Her eyes skimmed it, and she began pullingjars and bundles from the shelves. Colette had been slipping me remedies since I lost my parents, back when I barely knew how to barter without giving myself away. She let me sweep her floors to pay for tea, let me loiter at her counter when the house felt too empty and Aeryn cried himself raw.
Once, when a councilman’s wife came sniffing around, Colette herded me into the back room without a word. Through the crack in the door, I watched her lie with a smile sharp enough to draw blood—my niece,she said, voice honeyed and sure.
The woman’s perfume clung to the air long after she’d left, heavy with coin and judgment. Council wives didn’t need titles; they carried power in whispers. One rumor from her could end you faster than any goddess’s curse.
When the latch clicked shut, Colette exhaled. “That one would trade her husband’s seat for a scandal,” she muttered, smoothing my hair like she hadn’t just risked everything. A seat could be lost. A secret could be wielded forever.
That was the kind of shield she was—quiet, practical, dangerous only if you gave her reason. The sort of woman who didn’t need to raise her voice because the world already knew to listen.
“Willowbark, valerian, feverfew… This for you?”
“For Aeryn.” My voice lowered. Colette had thought he was improving. I’d let her believe it. “He’s been… restless again. I thought it might quiet his mind.” Aeryn, at seventeen, seemed well enough to anyone passing by. His face was calm, his posture steady. But beneath the surface, he was a battleground—the darkness that clung to his mind made him a pariah.
In their so-called “compassion,” the town leaders let our family rot in peace—leaving us to the remnants of our estate. Mercy only in name. If not for the blood in our veins, for the ancient line we carried, we would’ve been cast out entirely. I’msure they thought we would wither on our own, too young to survive what had been done to us.
Among the people of Synnex, mental resilience was everything. A single crack in your spirit, and they’d brand you “necrotic”—a soul consumed by death. They said it softly, as if the label wasn’t a curse. But it followed you. Marked you. Until even the ones who loved you began to wonder if you were already half-gone.
Colette’s eyes softened in that sharp, knowing way of hers—the way she looked when she sensed a truth I hadn’t yet said aloud.
“Remedies can soothe the body, Aurelia, but the mind?” Her voice softened. “That’s a different sea to sail.” She set the jars down carefully. “Only one thing I’ve ever heard of might reach the kind of wound you mean—and it doesn’t grow anywhere near Synnex.”
“Etherblooms,” I said at once. “I know.” My throat felt tight.
Colette’s mouth thinned. “Then you know where they grow.”
“Nyxarra.” The name tasted like iron. The northern realm that sat permanently in twilight held as much horror as it did intrigue.

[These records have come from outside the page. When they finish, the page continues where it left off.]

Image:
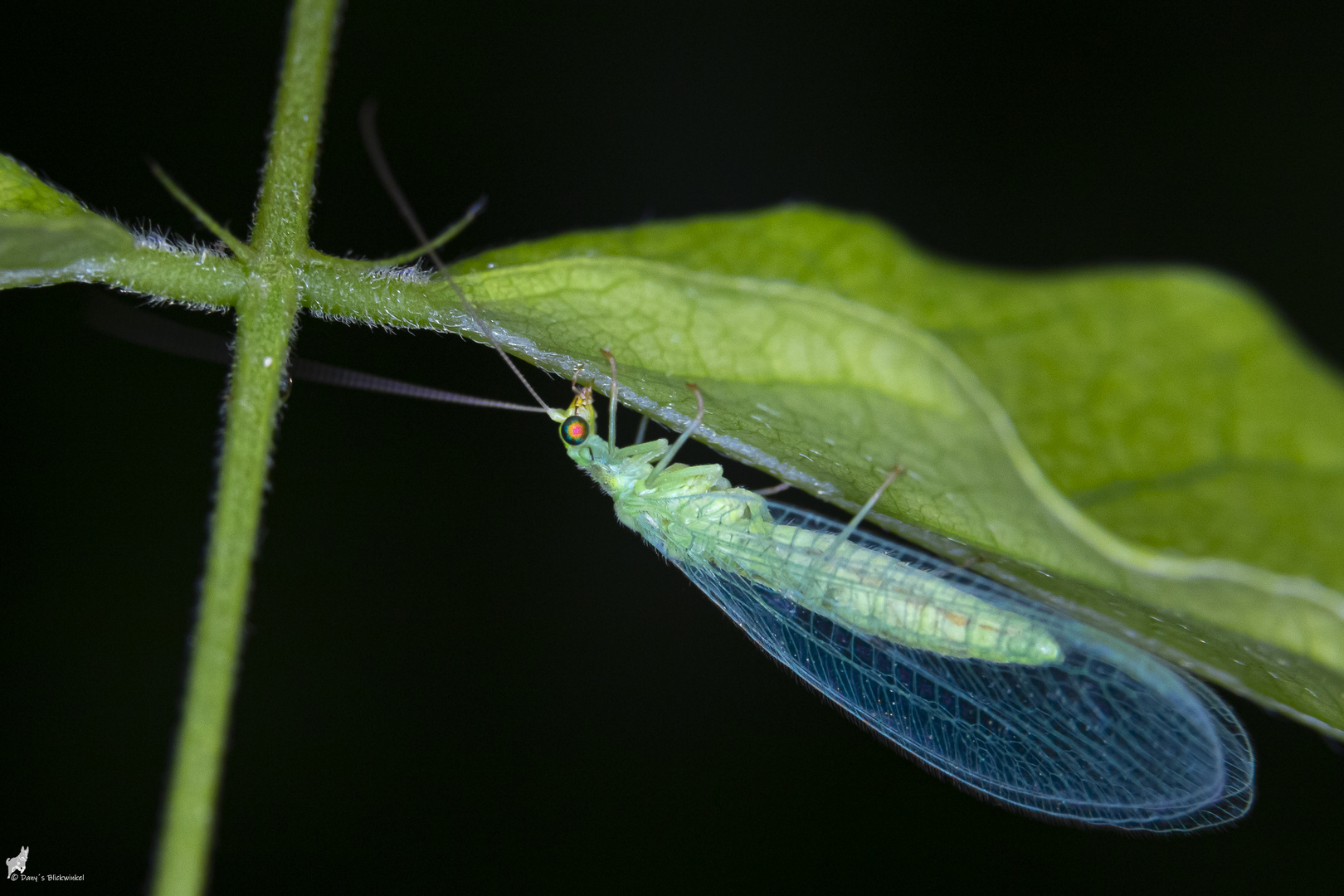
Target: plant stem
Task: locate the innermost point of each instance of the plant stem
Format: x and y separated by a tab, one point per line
265	312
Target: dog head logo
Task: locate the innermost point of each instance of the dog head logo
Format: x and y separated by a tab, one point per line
17	865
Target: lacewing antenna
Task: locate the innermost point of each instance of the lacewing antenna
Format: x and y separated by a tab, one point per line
141	328
368	130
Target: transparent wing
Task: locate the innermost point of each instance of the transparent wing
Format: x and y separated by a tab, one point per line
1108	735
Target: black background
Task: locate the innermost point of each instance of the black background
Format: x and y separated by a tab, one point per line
460	674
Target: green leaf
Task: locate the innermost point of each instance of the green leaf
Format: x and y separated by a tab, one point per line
1144	446
46	236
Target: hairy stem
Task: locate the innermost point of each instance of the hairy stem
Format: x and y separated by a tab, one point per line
265	312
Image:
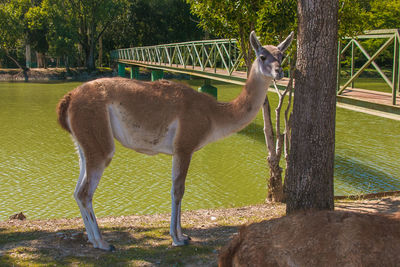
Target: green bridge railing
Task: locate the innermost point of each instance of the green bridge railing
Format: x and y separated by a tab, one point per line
390	36
223	57
222	54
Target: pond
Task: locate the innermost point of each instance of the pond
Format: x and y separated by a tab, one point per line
39	165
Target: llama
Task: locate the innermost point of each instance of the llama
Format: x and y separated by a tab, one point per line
157	117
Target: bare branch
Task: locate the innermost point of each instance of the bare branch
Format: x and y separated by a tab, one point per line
268	130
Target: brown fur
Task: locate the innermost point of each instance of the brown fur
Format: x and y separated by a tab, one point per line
154	117
324	238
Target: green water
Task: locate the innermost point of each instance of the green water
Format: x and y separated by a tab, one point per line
39	165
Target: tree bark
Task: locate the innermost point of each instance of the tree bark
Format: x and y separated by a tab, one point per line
311	159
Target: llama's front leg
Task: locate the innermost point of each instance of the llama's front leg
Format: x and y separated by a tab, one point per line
180	165
84	197
181	236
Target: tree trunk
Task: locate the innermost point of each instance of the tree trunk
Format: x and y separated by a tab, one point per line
311	159
275	188
14	60
28	58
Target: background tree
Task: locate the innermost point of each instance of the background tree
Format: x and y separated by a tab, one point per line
309	183
170	21
12	28
88	20
229	19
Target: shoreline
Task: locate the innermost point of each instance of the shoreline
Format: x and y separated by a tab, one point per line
74	74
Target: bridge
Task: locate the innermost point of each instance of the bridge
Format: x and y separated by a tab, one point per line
222	60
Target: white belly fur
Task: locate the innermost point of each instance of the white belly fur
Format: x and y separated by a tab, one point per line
133	136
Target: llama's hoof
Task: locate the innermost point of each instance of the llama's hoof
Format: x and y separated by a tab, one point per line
180	243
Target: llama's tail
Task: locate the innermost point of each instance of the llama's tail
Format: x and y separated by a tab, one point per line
228	252
62	109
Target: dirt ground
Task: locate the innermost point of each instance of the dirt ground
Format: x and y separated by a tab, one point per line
144	240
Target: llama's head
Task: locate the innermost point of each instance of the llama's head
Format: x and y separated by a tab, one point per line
269	57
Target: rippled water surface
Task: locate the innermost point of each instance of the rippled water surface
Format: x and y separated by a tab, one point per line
39	165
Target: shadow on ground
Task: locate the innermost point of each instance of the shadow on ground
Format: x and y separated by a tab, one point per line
141	246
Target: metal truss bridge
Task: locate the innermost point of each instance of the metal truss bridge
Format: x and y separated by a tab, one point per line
222	60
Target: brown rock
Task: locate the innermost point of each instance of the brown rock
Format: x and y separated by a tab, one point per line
18	216
323	238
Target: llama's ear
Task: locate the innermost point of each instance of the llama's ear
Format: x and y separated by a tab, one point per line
254	42
286	43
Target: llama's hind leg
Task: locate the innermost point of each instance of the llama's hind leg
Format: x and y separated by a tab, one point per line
84	197
180	166
97	148
82	164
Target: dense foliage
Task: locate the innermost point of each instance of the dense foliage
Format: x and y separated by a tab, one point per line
82	33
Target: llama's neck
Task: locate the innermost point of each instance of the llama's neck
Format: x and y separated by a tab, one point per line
238	113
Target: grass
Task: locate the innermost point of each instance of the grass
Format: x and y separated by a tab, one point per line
140	240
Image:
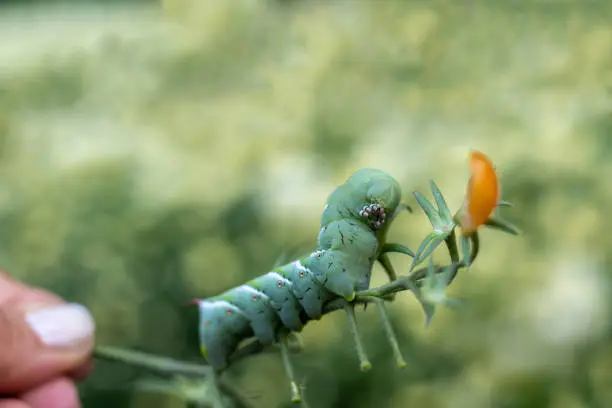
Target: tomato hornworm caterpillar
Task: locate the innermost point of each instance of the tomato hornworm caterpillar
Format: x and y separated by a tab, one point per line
352	238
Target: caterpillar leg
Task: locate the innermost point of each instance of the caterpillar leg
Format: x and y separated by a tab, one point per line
213	382
384	316
384	260
364	362
289	371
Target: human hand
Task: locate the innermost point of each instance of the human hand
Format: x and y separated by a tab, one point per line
45	345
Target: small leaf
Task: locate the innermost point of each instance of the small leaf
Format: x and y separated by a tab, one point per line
428	309
443	209
399	248
417	259
465	251
404	206
431	247
429	209
434	290
384	260
502	225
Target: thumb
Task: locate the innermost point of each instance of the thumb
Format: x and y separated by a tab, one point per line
41	337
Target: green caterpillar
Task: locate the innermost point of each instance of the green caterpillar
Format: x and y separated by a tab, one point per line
352	238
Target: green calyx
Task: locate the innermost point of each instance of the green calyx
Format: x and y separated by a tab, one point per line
441	220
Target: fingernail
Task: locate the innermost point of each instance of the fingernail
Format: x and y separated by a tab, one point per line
61	326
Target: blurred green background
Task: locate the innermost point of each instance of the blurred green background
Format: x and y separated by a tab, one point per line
152	152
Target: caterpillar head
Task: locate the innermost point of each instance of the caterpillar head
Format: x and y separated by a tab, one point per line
384	195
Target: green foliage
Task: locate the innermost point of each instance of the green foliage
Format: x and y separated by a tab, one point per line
210	111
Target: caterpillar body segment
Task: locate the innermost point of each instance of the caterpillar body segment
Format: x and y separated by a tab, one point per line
279	289
339	272
310	293
222	327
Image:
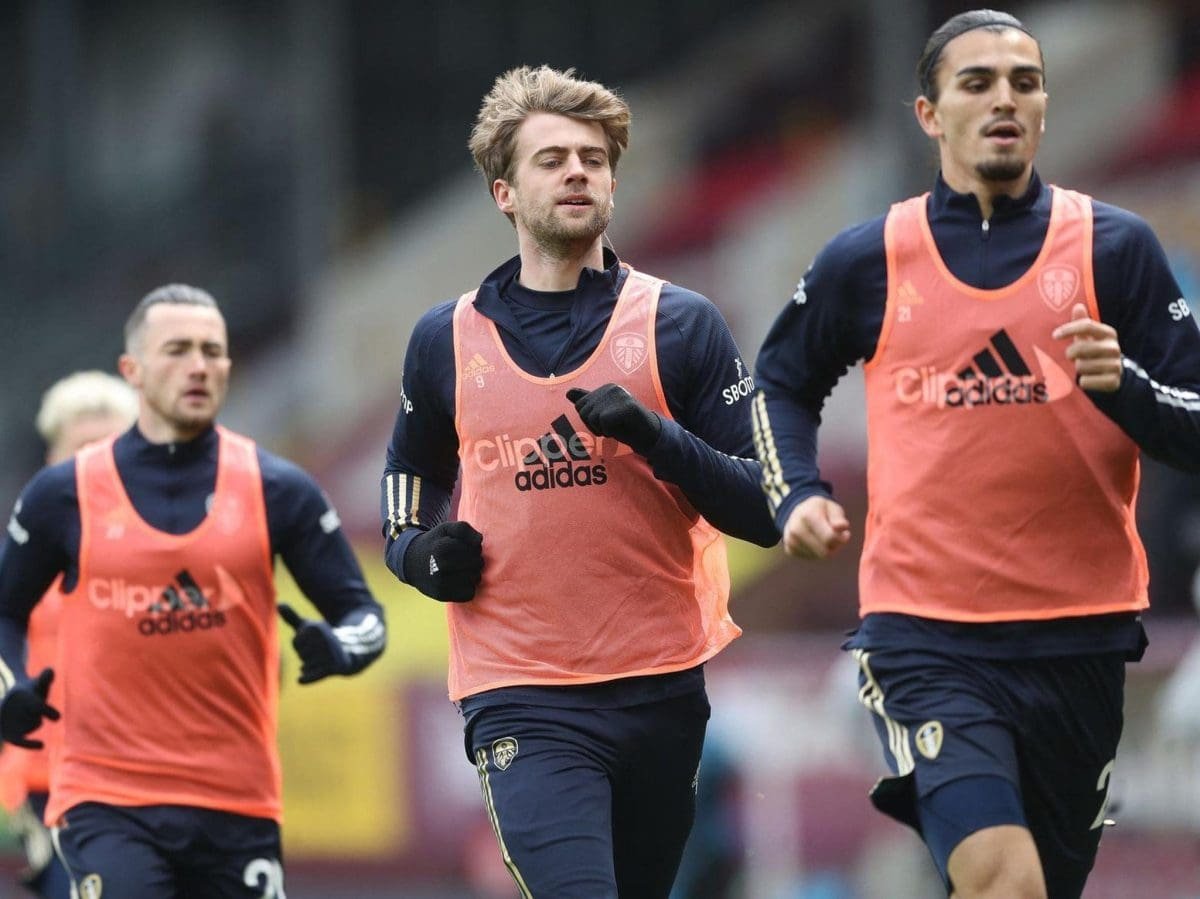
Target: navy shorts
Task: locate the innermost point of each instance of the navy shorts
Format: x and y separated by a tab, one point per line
977	743
169	852
591	803
43	874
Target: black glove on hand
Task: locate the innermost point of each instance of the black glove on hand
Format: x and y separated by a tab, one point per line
611	411
23	708
319	649
447	562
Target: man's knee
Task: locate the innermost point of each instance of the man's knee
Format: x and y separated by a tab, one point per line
997	863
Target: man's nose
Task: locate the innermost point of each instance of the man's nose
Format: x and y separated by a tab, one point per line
1005	97
575	168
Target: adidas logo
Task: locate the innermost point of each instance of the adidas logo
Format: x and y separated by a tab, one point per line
558	461
172	599
477	367
181	607
996	376
987	365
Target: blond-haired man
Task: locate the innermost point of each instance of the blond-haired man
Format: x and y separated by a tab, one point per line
166	777
595	420
78	409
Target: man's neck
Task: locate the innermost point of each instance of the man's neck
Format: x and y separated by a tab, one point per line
541	270
985	192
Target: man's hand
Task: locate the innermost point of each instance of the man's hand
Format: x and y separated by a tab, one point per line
447	562
24	707
816	528
325	649
611	411
1093	348
319	649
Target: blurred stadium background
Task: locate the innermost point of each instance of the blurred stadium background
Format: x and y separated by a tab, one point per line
305	160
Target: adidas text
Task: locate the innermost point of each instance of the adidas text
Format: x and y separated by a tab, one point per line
569	475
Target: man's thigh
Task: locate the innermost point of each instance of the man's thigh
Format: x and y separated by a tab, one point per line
171	852
655	797
1069	727
109	852
232	857
545	774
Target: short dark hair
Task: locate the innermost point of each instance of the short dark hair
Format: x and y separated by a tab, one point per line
955	25
174	294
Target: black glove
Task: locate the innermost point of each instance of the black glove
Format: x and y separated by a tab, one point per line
611	411
319	649
447	562
23	708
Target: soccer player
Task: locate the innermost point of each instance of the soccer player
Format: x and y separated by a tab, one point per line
1023	341
595	419
165	780
76	411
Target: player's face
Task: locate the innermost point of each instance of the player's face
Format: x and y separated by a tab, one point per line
180	369
82	430
990	113
561	192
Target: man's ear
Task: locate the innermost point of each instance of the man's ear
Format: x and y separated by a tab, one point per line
503	195
130	369
925	111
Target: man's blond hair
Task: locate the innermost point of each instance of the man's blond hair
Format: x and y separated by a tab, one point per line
85	393
521	91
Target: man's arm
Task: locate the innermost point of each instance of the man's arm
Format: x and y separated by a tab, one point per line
1157	401
307	535
33	555
831	323
707	450
443	559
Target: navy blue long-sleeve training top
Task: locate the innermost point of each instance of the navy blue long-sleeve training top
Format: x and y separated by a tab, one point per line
707	451
838	310
169	485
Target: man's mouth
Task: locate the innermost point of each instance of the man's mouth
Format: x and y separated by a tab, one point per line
1003	131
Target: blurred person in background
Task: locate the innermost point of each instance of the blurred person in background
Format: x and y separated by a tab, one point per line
597	418
165	779
1021	343
76	411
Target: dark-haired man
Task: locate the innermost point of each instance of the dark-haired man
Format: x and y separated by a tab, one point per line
165	781
1020	348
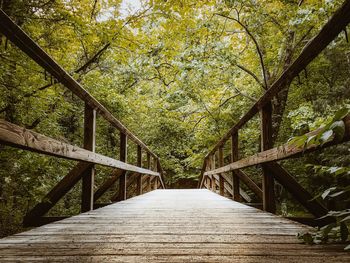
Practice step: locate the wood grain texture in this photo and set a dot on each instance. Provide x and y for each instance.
(281, 152)
(172, 226)
(17, 136)
(313, 48)
(17, 36)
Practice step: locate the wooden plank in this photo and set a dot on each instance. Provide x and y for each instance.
(281, 152)
(17, 136)
(228, 187)
(139, 164)
(87, 189)
(234, 157)
(268, 184)
(56, 193)
(16, 35)
(249, 182)
(116, 173)
(221, 163)
(316, 45)
(123, 149)
(161, 172)
(297, 191)
(169, 225)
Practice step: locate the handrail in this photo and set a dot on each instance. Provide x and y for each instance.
(34, 51)
(269, 156)
(14, 135)
(330, 30)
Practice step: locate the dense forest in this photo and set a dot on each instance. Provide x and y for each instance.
(178, 74)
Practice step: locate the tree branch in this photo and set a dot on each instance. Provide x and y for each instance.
(266, 85)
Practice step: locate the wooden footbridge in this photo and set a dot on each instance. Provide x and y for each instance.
(169, 225)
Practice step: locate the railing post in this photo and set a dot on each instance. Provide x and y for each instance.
(221, 178)
(123, 157)
(87, 190)
(234, 157)
(212, 166)
(269, 203)
(139, 164)
(155, 168)
(148, 165)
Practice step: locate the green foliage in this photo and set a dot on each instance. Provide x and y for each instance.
(332, 130)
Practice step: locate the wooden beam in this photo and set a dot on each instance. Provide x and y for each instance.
(116, 173)
(242, 194)
(139, 164)
(335, 25)
(247, 181)
(57, 192)
(87, 189)
(17, 36)
(44, 220)
(19, 137)
(268, 184)
(221, 163)
(228, 187)
(281, 152)
(123, 157)
(297, 191)
(234, 157)
(161, 172)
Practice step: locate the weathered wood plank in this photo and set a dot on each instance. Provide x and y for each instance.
(279, 153)
(234, 157)
(87, 188)
(17, 136)
(16, 35)
(139, 164)
(268, 183)
(316, 45)
(169, 225)
(123, 150)
(60, 189)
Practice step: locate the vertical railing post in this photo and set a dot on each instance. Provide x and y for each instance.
(123, 158)
(234, 157)
(87, 190)
(269, 203)
(139, 164)
(221, 178)
(148, 165)
(155, 168)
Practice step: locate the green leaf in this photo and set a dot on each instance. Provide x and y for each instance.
(338, 128)
(340, 114)
(326, 136)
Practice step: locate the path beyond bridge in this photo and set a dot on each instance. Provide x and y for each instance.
(169, 226)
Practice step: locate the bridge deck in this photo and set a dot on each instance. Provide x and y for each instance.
(169, 226)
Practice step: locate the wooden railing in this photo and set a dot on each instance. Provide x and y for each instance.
(146, 178)
(214, 174)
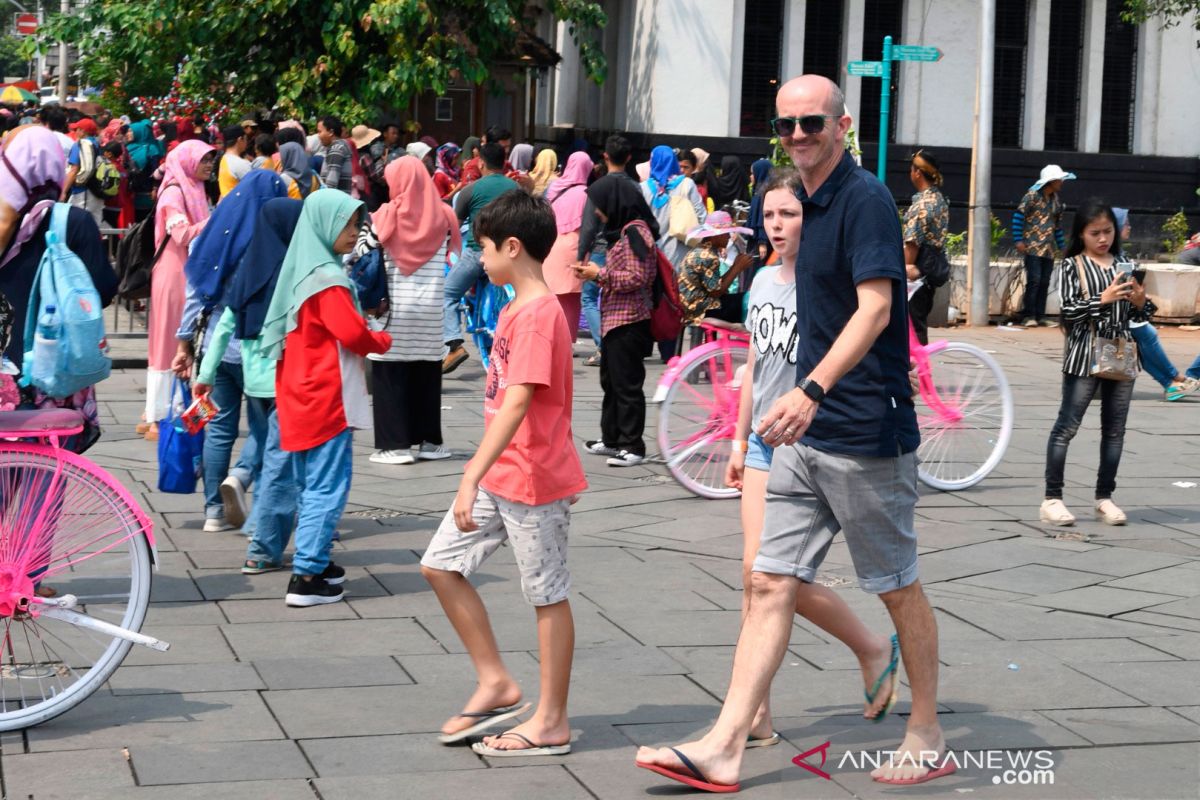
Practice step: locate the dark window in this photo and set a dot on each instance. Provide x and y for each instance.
(761, 53)
(1063, 74)
(1008, 97)
(822, 38)
(1120, 80)
(882, 18)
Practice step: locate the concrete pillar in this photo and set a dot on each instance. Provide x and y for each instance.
(1092, 77)
(1037, 74)
(1145, 110)
(852, 36)
(792, 64)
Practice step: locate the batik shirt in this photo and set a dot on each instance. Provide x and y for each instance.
(1038, 223)
(928, 218)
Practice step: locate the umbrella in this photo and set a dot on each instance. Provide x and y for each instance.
(16, 95)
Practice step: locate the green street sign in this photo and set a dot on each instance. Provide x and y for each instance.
(865, 68)
(915, 53)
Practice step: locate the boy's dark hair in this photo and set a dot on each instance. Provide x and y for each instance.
(282, 136)
(333, 124)
(618, 149)
(492, 155)
(231, 133)
(516, 215)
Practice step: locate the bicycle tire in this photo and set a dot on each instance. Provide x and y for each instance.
(958, 453)
(99, 552)
(695, 427)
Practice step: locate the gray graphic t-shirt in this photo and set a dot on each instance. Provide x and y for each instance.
(772, 324)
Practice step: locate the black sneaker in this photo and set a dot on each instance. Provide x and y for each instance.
(313, 591)
(334, 575)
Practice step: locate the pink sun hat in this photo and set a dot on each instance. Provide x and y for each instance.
(718, 224)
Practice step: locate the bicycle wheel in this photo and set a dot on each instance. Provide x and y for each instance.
(697, 419)
(65, 524)
(966, 420)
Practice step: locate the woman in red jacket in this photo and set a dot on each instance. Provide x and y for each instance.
(317, 332)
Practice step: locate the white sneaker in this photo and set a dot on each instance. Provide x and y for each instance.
(433, 452)
(233, 495)
(393, 457)
(217, 525)
(1055, 512)
(1108, 512)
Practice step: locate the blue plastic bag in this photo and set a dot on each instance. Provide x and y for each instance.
(179, 451)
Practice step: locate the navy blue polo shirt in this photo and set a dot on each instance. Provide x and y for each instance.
(852, 234)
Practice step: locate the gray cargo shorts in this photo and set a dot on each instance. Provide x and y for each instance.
(813, 494)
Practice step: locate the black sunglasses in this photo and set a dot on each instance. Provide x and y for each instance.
(810, 124)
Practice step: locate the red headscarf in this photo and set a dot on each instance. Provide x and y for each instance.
(414, 222)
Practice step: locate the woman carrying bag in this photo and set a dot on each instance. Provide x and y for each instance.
(1099, 299)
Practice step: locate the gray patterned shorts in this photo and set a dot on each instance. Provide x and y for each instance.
(538, 535)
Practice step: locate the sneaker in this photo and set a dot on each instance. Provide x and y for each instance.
(313, 591)
(1054, 511)
(334, 575)
(598, 447)
(393, 457)
(1108, 512)
(252, 566)
(1182, 389)
(625, 458)
(433, 452)
(233, 495)
(454, 358)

“It hasn’t gotten that bad yet,” I said, adjusting the jars to give my hands something to do. “I was reading, and this combination should help in the meantime.” At least, that was what I told myself.
When Colette looked up, her gaze was sharp enough to cut through the lie.
“Aurelia.” My name came soft but heavy. “Nyxarra isn’t a garden, child. The realm keeps what it loves—and it doesn’t love easy.” Her rings clicked softly as she set a jar down. “People go chasing blooms and come back with less of themselves—if they come back at all.”
“I’m not asking for them,” I said quickly.